28  Type I error control

We set the rate of Type 1 errors through the significance level. A standard significance level of \alpha=0.05 gives a 5% false positive rate if the null hypothesis is true.

There are many recent arguments that \alpha should be smaller than 0.05, such as Benjamin et al’s (2018) argument that \alpha should be set at 0.005. Many of these relate to the replication crisis that we will cover this later in this course. We simply want to generate less false positives.

28.1 Multiple comparisons

One scenario where there is a longer history of using a smaller alpha is where you are testing multiple hypotheses. This could arise because you have multiple treatment groups or because you are measuring many potential outcomes.

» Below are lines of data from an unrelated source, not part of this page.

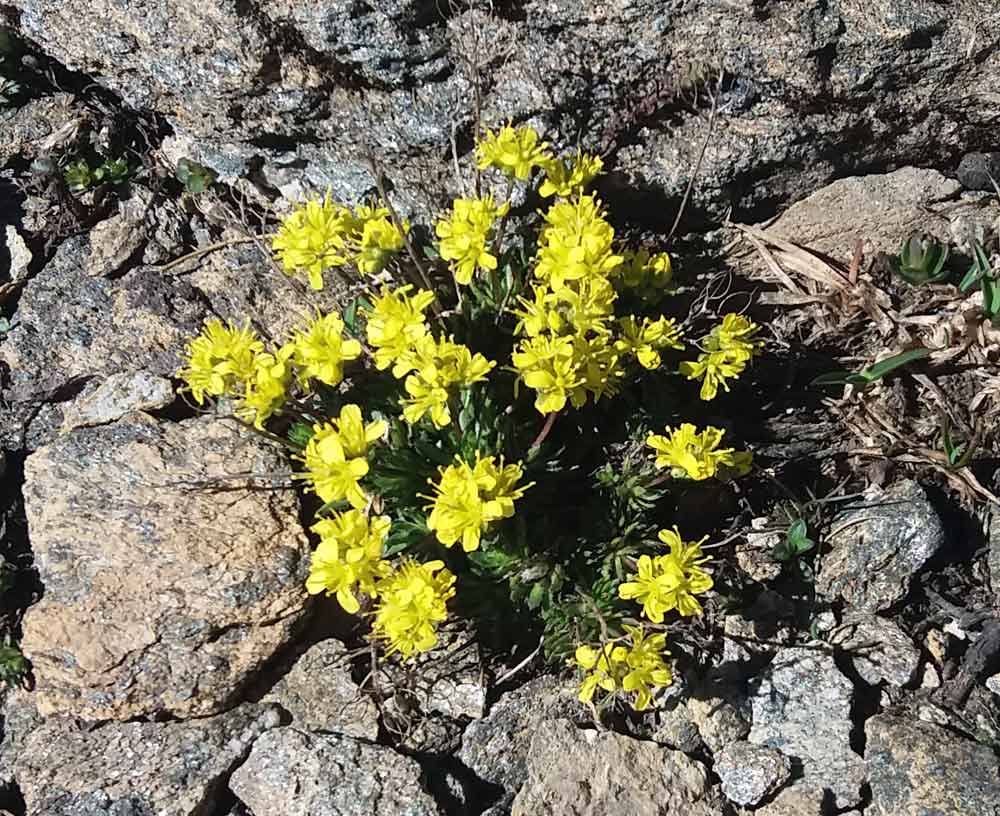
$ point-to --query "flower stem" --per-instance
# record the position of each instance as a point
(549, 422)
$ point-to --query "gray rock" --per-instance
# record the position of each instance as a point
(797, 800)
(722, 717)
(991, 531)
(72, 328)
(993, 683)
(496, 747)
(20, 255)
(755, 557)
(750, 773)
(43, 126)
(394, 43)
(880, 651)
(446, 680)
(138, 768)
(20, 718)
(802, 706)
(574, 772)
(882, 209)
(979, 171)
(143, 228)
(916, 768)
(117, 396)
(241, 283)
(321, 696)
(676, 728)
(876, 549)
(170, 576)
(811, 93)
(295, 773)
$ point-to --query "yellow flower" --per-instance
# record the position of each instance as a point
(727, 350)
(335, 457)
(566, 178)
(538, 315)
(426, 398)
(514, 152)
(713, 369)
(321, 350)
(349, 557)
(376, 240)
(396, 323)
(411, 602)
(575, 243)
(695, 455)
(266, 389)
(603, 669)
(646, 667)
(313, 238)
(469, 498)
(647, 275)
(644, 341)
(437, 365)
(220, 359)
(669, 581)
(355, 435)
(637, 667)
(546, 365)
(465, 235)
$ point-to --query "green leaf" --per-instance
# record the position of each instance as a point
(841, 377)
(880, 369)
(351, 316)
(991, 296)
(300, 433)
(537, 596)
(980, 268)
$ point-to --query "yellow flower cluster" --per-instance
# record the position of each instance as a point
(669, 581)
(220, 359)
(515, 152)
(411, 602)
(693, 455)
(321, 235)
(320, 350)
(433, 368)
(465, 234)
(573, 348)
(410, 598)
(648, 276)
(226, 360)
(726, 351)
(348, 559)
(636, 667)
(569, 177)
(335, 457)
(470, 497)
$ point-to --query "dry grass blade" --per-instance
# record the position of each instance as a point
(801, 260)
(780, 274)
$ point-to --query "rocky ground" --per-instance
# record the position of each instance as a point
(155, 558)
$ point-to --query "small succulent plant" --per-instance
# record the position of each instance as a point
(195, 177)
(921, 260)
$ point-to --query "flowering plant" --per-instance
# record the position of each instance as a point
(508, 387)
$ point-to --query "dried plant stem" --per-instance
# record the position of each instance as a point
(398, 224)
(250, 239)
(549, 422)
(701, 158)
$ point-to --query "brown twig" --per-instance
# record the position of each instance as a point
(398, 224)
(251, 239)
(701, 158)
(549, 421)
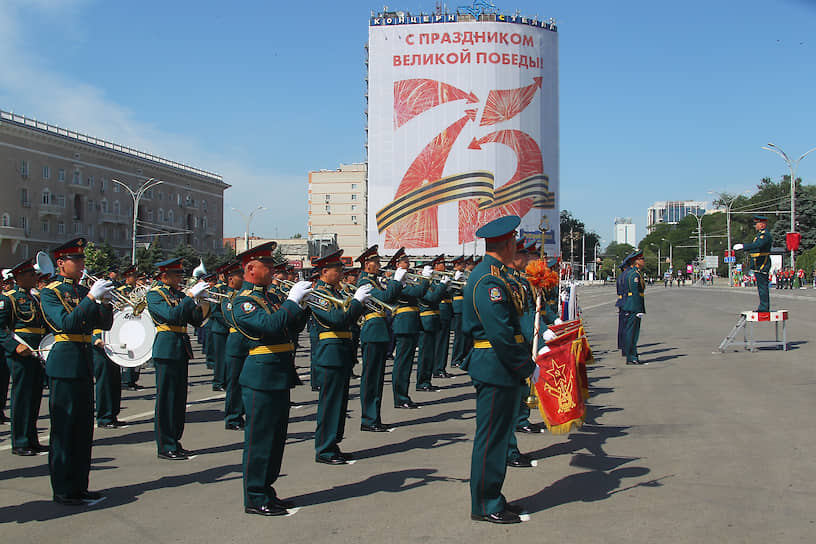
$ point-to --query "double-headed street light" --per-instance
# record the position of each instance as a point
(792, 165)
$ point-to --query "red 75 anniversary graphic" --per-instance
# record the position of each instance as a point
(411, 219)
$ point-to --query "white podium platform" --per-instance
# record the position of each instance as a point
(746, 323)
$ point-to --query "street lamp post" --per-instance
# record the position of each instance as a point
(248, 219)
(137, 196)
(792, 165)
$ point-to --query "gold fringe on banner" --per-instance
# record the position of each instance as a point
(478, 185)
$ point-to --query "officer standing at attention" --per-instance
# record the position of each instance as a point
(72, 312)
(406, 327)
(500, 358)
(634, 306)
(333, 356)
(267, 376)
(759, 252)
(20, 315)
(235, 352)
(620, 286)
(375, 337)
(172, 311)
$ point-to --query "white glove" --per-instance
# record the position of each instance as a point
(299, 291)
(198, 289)
(363, 293)
(100, 288)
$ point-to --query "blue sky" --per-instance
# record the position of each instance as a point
(657, 100)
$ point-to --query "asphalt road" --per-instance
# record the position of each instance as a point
(693, 447)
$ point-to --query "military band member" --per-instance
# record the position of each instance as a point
(406, 327)
(72, 311)
(634, 306)
(759, 251)
(172, 311)
(431, 327)
(375, 338)
(499, 360)
(267, 376)
(130, 376)
(459, 342)
(235, 351)
(334, 357)
(20, 315)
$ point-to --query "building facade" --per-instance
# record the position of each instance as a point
(625, 231)
(673, 211)
(337, 205)
(59, 185)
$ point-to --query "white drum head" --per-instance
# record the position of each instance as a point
(129, 343)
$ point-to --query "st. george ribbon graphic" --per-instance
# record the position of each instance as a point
(411, 219)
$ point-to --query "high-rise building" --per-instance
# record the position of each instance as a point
(59, 184)
(337, 205)
(625, 231)
(673, 211)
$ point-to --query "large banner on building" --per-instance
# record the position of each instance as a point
(462, 128)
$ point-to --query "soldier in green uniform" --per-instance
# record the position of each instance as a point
(375, 337)
(130, 376)
(759, 251)
(634, 306)
(333, 356)
(406, 327)
(21, 329)
(172, 311)
(235, 351)
(72, 311)
(458, 354)
(431, 327)
(267, 376)
(499, 360)
(219, 329)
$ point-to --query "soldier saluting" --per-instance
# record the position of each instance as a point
(72, 312)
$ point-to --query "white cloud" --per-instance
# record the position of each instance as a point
(30, 88)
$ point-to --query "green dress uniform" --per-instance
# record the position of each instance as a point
(375, 337)
(217, 340)
(335, 359)
(172, 311)
(20, 314)
(108, 377)
(406, 327)
(759, 253)
(634, 303)
(130, 376)
(429, 318)
(266, 378)
(499, 360)
(72, 317)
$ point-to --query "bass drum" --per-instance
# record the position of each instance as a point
(129, 343)
(45, 346)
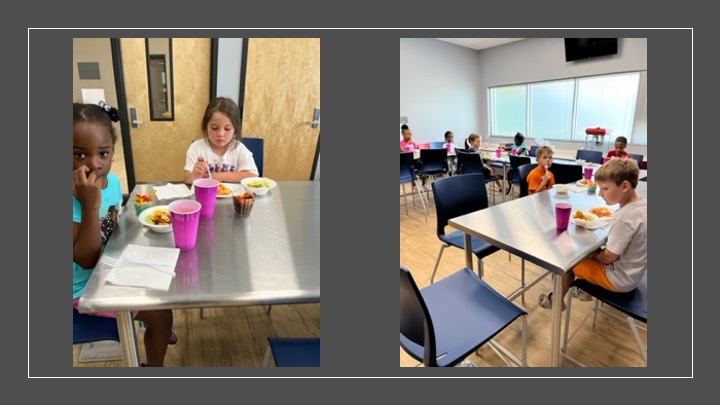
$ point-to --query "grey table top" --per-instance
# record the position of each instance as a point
(270, 257)
(526, 227)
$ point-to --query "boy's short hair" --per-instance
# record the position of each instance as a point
(543, 150)
(619, 170)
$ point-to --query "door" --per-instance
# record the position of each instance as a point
(159, 147)
(282, 91)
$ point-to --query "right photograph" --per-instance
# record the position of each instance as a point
(523, 202)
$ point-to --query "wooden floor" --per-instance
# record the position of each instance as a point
(610, 345)
(228, 336)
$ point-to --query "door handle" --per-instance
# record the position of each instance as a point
(133, 117)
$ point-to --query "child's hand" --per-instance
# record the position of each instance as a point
(87, 187)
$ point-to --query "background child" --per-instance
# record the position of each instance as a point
(97, 198)
(407, 139)
(540, 178)
(622, 263)
(473, 143)
(220, 152)
(620, 145)
(519, 146)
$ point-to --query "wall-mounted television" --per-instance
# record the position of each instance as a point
(584, 48)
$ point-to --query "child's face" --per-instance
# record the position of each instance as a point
(220, 130)
(544, 160)
(92, 147)
(611, 192)
(619, 147)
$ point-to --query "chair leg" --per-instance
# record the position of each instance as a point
(437, 263)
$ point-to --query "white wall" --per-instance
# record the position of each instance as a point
(425, 66)
(439, 89)
(229, 68)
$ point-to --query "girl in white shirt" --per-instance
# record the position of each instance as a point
(220, 152)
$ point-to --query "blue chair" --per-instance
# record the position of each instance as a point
(633, 304)
(445, 322)
(257, 147)
(293, 352)
(594, 156)
(407, 175)
(456, 196)
(92, 329)
(471, 162)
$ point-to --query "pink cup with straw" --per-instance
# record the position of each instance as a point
(185, 215)
(205, 194)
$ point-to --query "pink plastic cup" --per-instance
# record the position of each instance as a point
(185, 215)
(205, 194)
(562, 215)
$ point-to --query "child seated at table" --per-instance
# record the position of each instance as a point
(619, 151)
(621, 264)
(473, 143)
(541, 178)
(407, 139)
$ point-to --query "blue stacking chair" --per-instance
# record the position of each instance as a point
(633, 304)
(293, 352)
(92, 329)
(257, 147)
(445, 322)
(456, 196)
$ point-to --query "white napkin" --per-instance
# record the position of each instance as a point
(145, 266)
(172, 191)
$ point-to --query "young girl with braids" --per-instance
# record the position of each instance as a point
(97, 198)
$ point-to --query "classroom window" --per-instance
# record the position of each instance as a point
(563, 109)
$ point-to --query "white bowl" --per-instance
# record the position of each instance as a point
(259, 185)
(143, 218)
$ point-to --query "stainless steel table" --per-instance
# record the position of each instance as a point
(526, 228)
(270, 257)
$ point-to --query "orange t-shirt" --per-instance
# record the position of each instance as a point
(535, 178)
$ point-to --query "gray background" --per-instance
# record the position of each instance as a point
(359, 219)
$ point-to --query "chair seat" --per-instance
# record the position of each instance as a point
(480, 247)
(295, 352)
(459, 333)
(633, 303)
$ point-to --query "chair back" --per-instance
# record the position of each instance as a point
(566, 173)
(523, 172)
(458, 195)
(594, 156)
(407, 172)
(257, 147)
(89, 328)
(416, 326)
(638, 158)
(433, 162)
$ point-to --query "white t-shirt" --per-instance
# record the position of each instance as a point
(237, 158)
(628, 238)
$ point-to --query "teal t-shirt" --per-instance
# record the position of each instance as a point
(109, 209)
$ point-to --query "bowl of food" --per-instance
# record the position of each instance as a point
(259, 185)
(585, 219)
(157, 218)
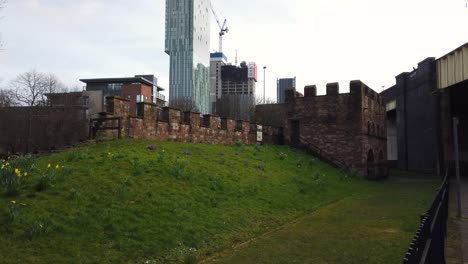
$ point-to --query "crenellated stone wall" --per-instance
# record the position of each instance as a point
(346, 129)
(171, 124)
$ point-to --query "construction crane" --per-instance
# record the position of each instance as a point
(223, 29)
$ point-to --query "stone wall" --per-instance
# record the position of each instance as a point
(41, 128)
(171, 124)
(345, 129)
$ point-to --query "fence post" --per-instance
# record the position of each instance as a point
(457, 163)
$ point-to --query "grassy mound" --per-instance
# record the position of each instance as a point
(133, 201)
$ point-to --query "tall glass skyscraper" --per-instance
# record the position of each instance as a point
(188, 45)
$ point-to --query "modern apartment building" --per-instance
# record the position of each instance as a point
(239, 79)
(141, 88)
(188, 45)
(217, 61)
(237, 98)
(281, 86)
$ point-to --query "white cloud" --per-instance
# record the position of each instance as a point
(317, 41)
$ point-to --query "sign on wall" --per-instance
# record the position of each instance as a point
(259, 133)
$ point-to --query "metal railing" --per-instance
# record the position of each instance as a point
(428, 244)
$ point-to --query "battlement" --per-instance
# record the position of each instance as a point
(356, 88)
(169, 123)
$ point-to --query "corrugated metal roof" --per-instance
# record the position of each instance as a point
(453, 67)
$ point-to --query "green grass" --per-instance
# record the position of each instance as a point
(122, 203)
(375, 226)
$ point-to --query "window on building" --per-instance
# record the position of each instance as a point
(139, 98)
(114, 86)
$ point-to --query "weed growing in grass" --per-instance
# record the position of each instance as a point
(260, 168)
(180, 170)
(37, 229)
(13, 173)
(152, 148)
(161, 155)
(181, 254)
(282, 156)
(75, 194)
(78, 155)
(320, 181)
(50, 176)
(137, 166)
(123, 188)
(12, 210)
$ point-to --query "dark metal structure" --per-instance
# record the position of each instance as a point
(428, 245)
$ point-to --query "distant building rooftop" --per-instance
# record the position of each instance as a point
(218, 55)
(123, 80)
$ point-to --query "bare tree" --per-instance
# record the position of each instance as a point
(28, 88)
(51, 84)
(6, 98)
(31, 88)
(2, 5)
(184, 104)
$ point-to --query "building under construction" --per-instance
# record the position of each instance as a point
(236, 99)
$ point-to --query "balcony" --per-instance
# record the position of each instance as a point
(159, 99)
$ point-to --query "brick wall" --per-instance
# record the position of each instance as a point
(37, 129)
(347, 129)
(172, 124)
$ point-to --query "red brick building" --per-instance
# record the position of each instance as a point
(136, 93)
(347, 130)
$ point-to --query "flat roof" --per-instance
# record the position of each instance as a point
(119, 80)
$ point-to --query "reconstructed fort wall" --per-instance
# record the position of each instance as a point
(172, 124)
(346, 129)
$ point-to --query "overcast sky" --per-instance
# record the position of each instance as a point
(316, 41)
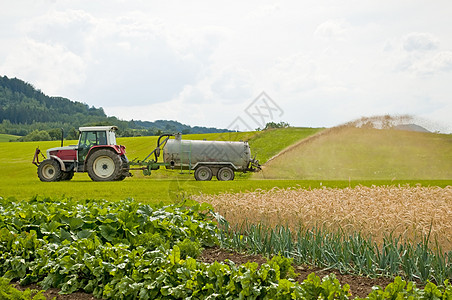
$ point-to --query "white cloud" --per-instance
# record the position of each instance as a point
(332, 29)
(417, 41)
(202, 62)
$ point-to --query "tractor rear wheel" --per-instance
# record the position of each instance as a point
(203, 173)
(225, 174)
(104, 165)
(49, 170)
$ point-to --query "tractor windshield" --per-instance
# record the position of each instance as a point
(92, 138)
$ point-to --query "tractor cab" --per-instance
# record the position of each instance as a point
(94, 136)
(95, 153)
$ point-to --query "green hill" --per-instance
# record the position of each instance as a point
(349, 153)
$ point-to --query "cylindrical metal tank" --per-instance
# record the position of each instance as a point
(189, 154)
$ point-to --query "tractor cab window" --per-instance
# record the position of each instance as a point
(89, 139)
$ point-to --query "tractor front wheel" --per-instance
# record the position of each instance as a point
(49, 170)
(104, 165)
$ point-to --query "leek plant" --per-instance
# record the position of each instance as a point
(347, 252)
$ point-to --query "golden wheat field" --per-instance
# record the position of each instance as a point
(410, 212)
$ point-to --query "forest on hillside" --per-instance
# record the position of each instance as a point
(28, 112)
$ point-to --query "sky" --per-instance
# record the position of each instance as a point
(237, 64)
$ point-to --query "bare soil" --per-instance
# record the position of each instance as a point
(359, 286)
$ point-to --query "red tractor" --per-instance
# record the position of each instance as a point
(95, 153)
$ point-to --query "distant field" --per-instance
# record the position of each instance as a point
(365, 154)
(8, 137)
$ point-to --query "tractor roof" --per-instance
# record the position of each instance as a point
(98, 128)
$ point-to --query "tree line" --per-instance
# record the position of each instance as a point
(26, 111)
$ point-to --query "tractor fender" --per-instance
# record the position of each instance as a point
(63, 167)
(120, 150)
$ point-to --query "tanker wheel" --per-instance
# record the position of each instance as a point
(67, 176)
(225, 174)
(49, 170)
(203, 174)
(104, 165)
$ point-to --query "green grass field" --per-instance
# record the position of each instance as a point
(18, 177)
(365, 154)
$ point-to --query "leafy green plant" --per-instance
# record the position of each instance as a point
(8, 292)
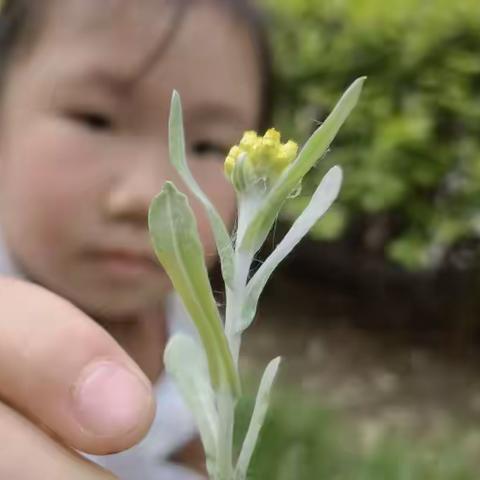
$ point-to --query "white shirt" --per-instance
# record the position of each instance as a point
(173, 426)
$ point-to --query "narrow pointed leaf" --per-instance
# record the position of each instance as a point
(176, 242)
(321, 200)
(257, 420)
(178, 160)
(186, 363)
(315, 147)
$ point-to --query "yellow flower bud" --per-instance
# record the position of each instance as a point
(265, 158)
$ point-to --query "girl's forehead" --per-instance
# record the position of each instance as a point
(136, 34)
(201, 50)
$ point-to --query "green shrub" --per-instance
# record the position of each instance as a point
(411, 150)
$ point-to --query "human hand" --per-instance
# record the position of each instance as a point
(65, 385)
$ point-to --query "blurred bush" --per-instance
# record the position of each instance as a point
(411, 149)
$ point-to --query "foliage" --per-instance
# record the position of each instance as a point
(264, 173)
(412, 155)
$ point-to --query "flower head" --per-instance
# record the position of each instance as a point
(258, 158)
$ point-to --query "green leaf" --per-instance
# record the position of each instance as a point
(322, 199)
(257, 420)
(178, 160)
(315, 147)
(174, 234)
(186, 363)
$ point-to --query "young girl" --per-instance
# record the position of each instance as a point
(85, 93)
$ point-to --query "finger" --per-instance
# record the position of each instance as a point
(27, 452)
(63, 370)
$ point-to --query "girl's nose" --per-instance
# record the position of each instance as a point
(134, 188)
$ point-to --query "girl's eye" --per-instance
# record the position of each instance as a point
(205, 147)
(93, 120)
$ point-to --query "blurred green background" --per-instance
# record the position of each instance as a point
(378, 395)
(410, 150)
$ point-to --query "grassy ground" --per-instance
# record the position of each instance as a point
(362, 405)
(302, 441)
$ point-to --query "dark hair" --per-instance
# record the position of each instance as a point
(19, 21)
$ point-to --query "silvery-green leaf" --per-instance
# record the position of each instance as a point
(186, 363)
(321, 200)
(174, 234)
(178, 160)
(257, 420)
(315, 147)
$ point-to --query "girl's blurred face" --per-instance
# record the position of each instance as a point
(83, 141)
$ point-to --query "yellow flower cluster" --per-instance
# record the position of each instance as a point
(265, 157)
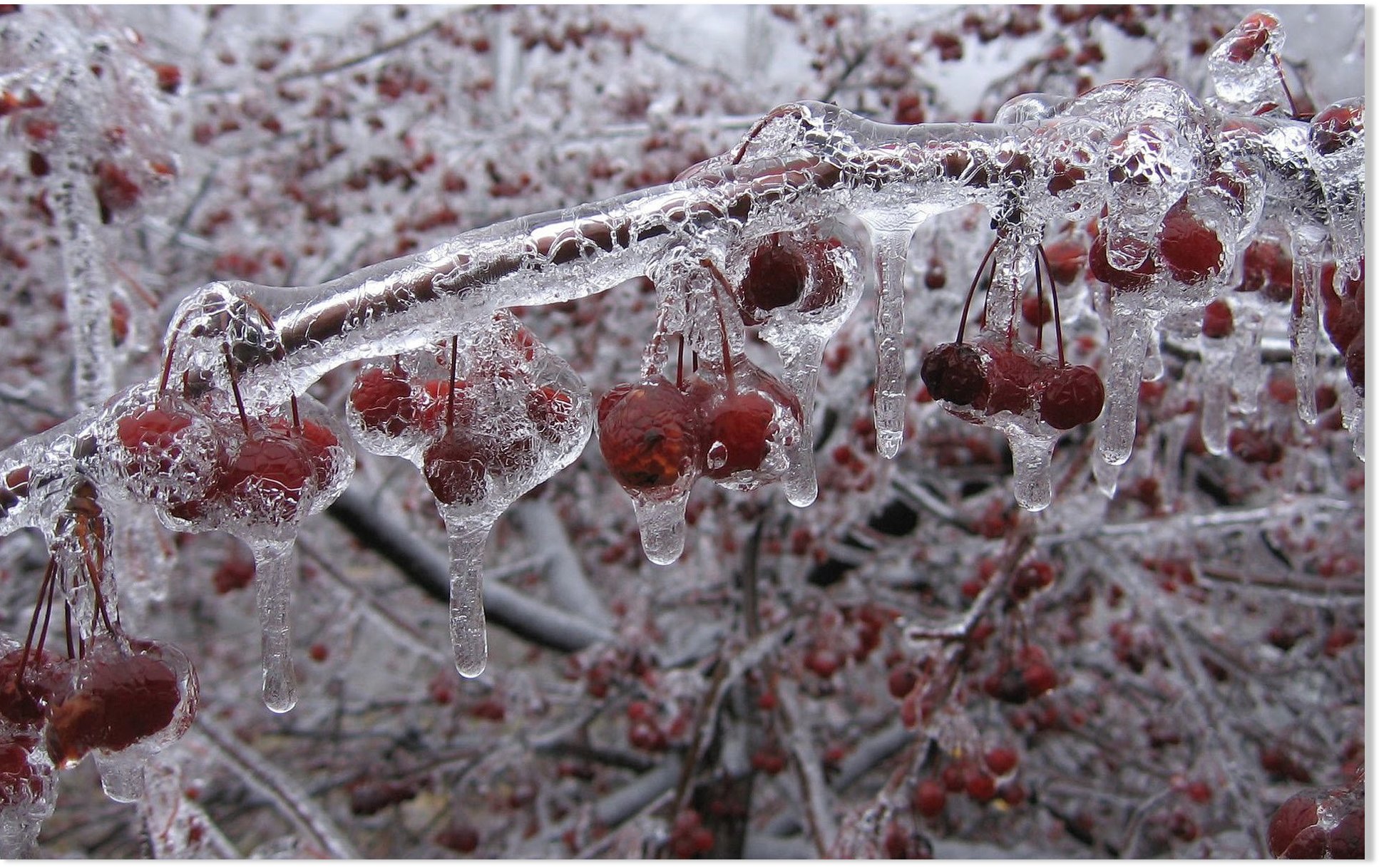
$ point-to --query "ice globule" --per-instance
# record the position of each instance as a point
(1308, 248)
(275, 571)
(466, 534)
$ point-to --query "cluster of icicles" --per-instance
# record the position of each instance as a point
(1179, 193)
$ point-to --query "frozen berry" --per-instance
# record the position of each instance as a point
(384, 401)
(650, 434)
(955, 372)
(454, 467)
(1218, 321)
(118, 703)
(1188, 247)
(1072, 397)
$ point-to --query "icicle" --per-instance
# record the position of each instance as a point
(1033, 455)
(662, 525)
(1153, 370)
(801, 376)
(1247, 368)
(275, 568)
(1131, 332)
(1302, 326)
(1107, 475)
(890, 246)
(468, 631)
(122, 775)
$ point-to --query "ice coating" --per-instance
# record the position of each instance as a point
(275, 569)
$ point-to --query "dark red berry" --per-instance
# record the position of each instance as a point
(1218, 321)
(118, 703)
(1189, 248)
(454, 467)
(1073, 397)
(955, 372)
(650, 434)
(384, 401)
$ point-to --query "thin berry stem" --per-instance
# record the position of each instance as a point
(235, 388)
(1058, 316)
(971, 291)
(450, 392)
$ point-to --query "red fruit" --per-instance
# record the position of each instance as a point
(1191, 249)
(1073, 397)
(1356, 363)
(955, 372)
(1338, 125)
(930, 798)
(775, 277)
(1002, 761)
(1254, 35)
(1294, 832)
(21, 783)
(458, 837)
(384, 401)
(454, 467)
(118, 703)
(270, 477)
(738, 433)
(1218, 321)
(1066, 259)
(981, 787)
(47, 681)
(1116, 279)
(650, 434)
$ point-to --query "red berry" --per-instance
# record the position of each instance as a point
(1002, 761)
(775, 277)
(268, 478)
(1039, 680)
(1073, 397)
(1191, 251)
(1294, 832)
(384, 401)
(650, 434)
(930, 798)
(738, 434)
(1338, 125)
(458, 837)
(1218, 321)
(1116, 279)
(454, 467)
(955, 372)
(118, 703)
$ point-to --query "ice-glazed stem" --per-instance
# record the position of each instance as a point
(890, 247)
(275, 567)
(1302, 327)
(801, 376)
(468, 631)
(1129, 335)
(662, 525)
(1033, 456)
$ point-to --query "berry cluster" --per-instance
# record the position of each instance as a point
(484, 433)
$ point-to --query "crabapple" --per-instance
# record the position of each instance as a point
(650, 434)
(1073, 397)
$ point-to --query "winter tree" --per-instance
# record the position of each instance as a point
(794, 432)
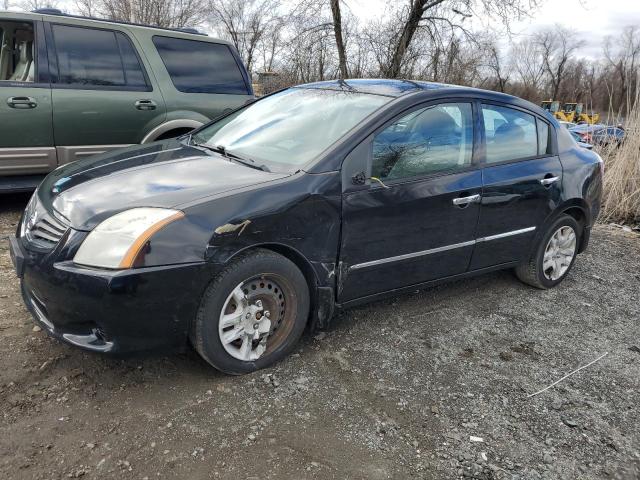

If you are testing many hypotheses, it becomes increasingly likely that at least one of them will meet the statistical threshold merely by chance. If you conduct 20 tests and all of null hypothesis for each test is true, you expect one false positive.

A common correction applied to \alpha in instances of multiple comparisons is the Bonferroni correction. If you are testing m hypotheses, set the significance level for each hypothesis at \frac{\alpha}{m}. The Bonferroni correction is conservative in that it decreases the family-wise error rate - which is the probability of making one or more false discoveries - to below 0.05.

A Bonferroni type correction is typically applied where there is large-scale multiple testing. In genomic association studies, where they are testing of the order of a million genetic variants, they will normally set the significance level at 5x10^{-8}

A smaller significance level and associated higher critical value means, however, that we will get a higher rate of Type II errors. We will discuss this in the following pages.

28.2 Replication data sets

An alternative method of Type I error control is use of a replication sample, which is a subset of the data that is excluded from the initial analysis. If there are any significant results in the first analysis, testing for those hypotheses that were significant in the first is conducted on the replication sample.

This approach is common in machine learning applications, but is starting to become more common in statistical analysis. However, it is rarely used in experimental analysis.

We will cover the concept of replication more broadly in week 6.